What might be optimal ESL provision in international schools?
Alderfer and Alderfer (2011) state that there is no unifying set of criteria to assess ESL programs in international school contexts. Their research sets out to provide one.
The authors outline four categories through which ESL programs can be assessed:
- Program conditions
- Student learning conditions
- Teaching conditions
- Home culture conditions
These were identified based on current research, although only limited references are provided in the summary article.
For program conditions, the authors stress the importance of an ESL program having a well-articulated philosophy, clear proficiency levels and benchmarks, clear procedures for learner entry and exit, and effective delivery. Student learning conditions focus mainly on affective factors such as student-school integration, student-peer relationships, and a nurturing learning environment. Optimal conditions for teachers included having positive perceptions of ESL students, active collaboration, and available CPD. Home culture conditions stress the importance of developing L1 competence across all skills, the need for parents to value and support the ESL program, and effective parent-teacher communication.
The assessment tool
With the above in mind, the authors outline a holistic rubric for assessing these four categories. You can find an example here. Each of the categories includes five descriptors, each scored from 5 (strong foundation) to 1 (building foundation) depending on how much each criteria is evidenced in a ESL program.
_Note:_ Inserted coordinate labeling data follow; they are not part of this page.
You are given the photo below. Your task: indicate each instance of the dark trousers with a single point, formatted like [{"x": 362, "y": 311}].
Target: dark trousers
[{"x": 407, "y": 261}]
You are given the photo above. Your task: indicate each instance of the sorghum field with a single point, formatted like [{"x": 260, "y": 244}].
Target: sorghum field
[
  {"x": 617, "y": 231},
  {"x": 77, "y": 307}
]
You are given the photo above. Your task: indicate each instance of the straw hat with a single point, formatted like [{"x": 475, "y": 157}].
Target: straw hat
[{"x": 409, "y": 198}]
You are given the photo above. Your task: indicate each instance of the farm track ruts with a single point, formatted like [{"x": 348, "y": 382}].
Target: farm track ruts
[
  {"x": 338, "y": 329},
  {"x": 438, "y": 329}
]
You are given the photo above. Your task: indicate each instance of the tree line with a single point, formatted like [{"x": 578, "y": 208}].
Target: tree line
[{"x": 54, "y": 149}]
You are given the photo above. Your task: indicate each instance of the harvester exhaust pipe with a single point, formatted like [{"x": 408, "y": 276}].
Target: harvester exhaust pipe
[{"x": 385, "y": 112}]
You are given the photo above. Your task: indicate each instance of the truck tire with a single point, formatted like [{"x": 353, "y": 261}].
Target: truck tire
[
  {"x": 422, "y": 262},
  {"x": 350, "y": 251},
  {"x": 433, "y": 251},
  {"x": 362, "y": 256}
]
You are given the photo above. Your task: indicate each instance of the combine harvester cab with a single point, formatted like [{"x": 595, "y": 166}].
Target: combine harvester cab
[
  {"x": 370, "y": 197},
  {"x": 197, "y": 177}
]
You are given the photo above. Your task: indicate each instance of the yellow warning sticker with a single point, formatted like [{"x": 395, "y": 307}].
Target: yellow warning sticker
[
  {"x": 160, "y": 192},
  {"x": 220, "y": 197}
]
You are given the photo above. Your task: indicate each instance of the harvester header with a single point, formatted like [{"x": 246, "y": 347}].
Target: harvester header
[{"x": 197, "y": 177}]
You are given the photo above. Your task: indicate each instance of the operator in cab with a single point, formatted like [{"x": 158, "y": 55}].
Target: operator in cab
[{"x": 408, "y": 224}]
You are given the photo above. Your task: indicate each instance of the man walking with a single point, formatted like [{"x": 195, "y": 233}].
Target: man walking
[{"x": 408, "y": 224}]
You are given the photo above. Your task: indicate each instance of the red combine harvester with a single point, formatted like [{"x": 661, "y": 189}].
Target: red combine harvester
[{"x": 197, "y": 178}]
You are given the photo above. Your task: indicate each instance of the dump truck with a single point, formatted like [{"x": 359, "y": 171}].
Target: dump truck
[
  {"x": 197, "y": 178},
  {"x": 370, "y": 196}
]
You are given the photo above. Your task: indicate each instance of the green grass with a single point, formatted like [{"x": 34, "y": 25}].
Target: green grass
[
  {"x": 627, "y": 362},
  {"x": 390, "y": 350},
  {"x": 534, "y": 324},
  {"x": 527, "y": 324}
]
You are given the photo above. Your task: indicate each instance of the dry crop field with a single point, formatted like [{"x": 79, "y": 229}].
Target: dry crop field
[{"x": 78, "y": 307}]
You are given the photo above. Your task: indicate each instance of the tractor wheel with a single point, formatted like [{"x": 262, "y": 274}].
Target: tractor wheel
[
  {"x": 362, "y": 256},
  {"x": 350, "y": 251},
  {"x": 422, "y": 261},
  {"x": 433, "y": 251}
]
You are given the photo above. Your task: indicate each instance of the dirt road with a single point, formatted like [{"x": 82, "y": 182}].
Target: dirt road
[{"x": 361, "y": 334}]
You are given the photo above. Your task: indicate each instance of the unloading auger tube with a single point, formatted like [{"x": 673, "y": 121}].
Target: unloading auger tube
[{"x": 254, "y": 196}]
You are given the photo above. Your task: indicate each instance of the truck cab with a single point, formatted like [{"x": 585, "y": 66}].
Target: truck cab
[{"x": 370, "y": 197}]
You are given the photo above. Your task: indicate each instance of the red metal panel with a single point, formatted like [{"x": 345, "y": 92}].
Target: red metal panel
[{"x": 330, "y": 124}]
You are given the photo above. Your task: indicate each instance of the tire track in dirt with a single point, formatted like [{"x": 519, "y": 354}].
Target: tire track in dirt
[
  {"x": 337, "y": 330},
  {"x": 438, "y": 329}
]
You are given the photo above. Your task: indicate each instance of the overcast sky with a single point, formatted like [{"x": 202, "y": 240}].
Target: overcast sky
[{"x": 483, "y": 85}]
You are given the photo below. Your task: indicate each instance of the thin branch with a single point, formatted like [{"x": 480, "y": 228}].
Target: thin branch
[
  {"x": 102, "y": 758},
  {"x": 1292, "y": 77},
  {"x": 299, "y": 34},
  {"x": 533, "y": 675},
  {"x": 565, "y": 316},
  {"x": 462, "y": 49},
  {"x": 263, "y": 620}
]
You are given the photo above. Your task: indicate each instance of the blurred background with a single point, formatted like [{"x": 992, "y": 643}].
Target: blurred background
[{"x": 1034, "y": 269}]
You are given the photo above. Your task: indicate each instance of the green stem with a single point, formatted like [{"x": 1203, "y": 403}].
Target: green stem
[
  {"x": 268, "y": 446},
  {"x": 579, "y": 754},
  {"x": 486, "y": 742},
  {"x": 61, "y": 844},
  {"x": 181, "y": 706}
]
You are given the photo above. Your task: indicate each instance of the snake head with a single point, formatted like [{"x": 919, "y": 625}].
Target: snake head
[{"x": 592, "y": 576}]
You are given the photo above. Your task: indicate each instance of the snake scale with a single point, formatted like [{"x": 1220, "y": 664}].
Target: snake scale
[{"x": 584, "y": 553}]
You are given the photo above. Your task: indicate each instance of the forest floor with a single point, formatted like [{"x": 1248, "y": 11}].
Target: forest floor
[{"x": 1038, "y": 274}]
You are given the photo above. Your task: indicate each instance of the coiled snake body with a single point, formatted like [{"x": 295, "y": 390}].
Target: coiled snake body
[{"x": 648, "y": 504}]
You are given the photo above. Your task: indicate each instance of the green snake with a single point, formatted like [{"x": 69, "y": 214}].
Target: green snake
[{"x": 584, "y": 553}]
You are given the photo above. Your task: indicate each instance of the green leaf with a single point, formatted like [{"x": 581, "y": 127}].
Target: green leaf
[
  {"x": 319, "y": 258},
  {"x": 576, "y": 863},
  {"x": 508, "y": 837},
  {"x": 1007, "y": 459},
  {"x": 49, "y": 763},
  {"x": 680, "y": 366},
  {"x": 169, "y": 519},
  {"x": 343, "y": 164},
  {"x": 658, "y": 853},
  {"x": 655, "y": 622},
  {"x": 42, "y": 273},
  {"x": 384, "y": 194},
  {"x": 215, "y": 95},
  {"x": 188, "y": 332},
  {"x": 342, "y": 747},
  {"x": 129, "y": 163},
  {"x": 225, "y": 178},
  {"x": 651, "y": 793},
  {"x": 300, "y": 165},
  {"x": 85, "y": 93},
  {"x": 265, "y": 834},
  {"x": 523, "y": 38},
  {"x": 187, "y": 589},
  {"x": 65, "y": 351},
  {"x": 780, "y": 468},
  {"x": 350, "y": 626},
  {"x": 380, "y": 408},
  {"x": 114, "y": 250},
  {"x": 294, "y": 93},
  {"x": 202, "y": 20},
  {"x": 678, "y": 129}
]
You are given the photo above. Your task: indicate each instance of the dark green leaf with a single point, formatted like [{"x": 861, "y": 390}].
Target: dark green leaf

The assessment tool isn’t particularly good. Given there was no existing assessment tool for ESL programs prior to this article (according to the authors) I guess they could pretty much come up with anything and, to be fair, at least someone laid down a marker. Even so, this is far too general and allows too much for context to dictate the effectiveness of any program.
I know that sounds a bit dismissive. After all, context is key, right? Well look at this first criteria for the program conditions:
Okay, so I get that it would be useful to have a well-articulated ESL philosophy and guiding principles. What would be more interesting for me is to provide a bit more detail on that – i.e. what might constitute clear, evidence-informed guiding principles. There are some big considerations for any program such as, say, policy towards use of learner L1 in an EMI context. Surely there are some recommended principles that could be outlined within this framework? The authors could do a bit more of the hard work here I think.
I mean, look at these teacher conditions:
It’s just vague. And the second one… ‘effective ESL pedagogy’. At least give us a clue.
The home culture conditions are slightly more measurable, things like students being able to read to an age-appropriate level in their L1. Still, it’s not the most comprehensive rubric upon which to assess an ESL program.
Why does this rubric annoy me? Two reasons.
- In the conclusion the authors claim that this is a ‘revolutionary assessment tool’. Personally, I think it’s a bit… meh. It’s suitably vague enough for me to make up a load of ‘evidence’ for. This would be a good cheat sheet for a Head of EAL/ESL I reckon.
- The fact you could claim that this assessment is revolutionary just highlights how much of an afterthought ESL programs must be/have been at the time.
I’ve read this back. I sound very harsh. Not a direct attack on the authors, and credit to them for coming up with SOMETHING in the way of ESL program assessment. I doubt I could do better myself, so I’ll stop ranting. Still, I wonder how often this tool has actually been used.
Alderfer, D., & Alderfer, L. (2011). Optimizing ESL programs in international schools. International Schools Journal, 31(1).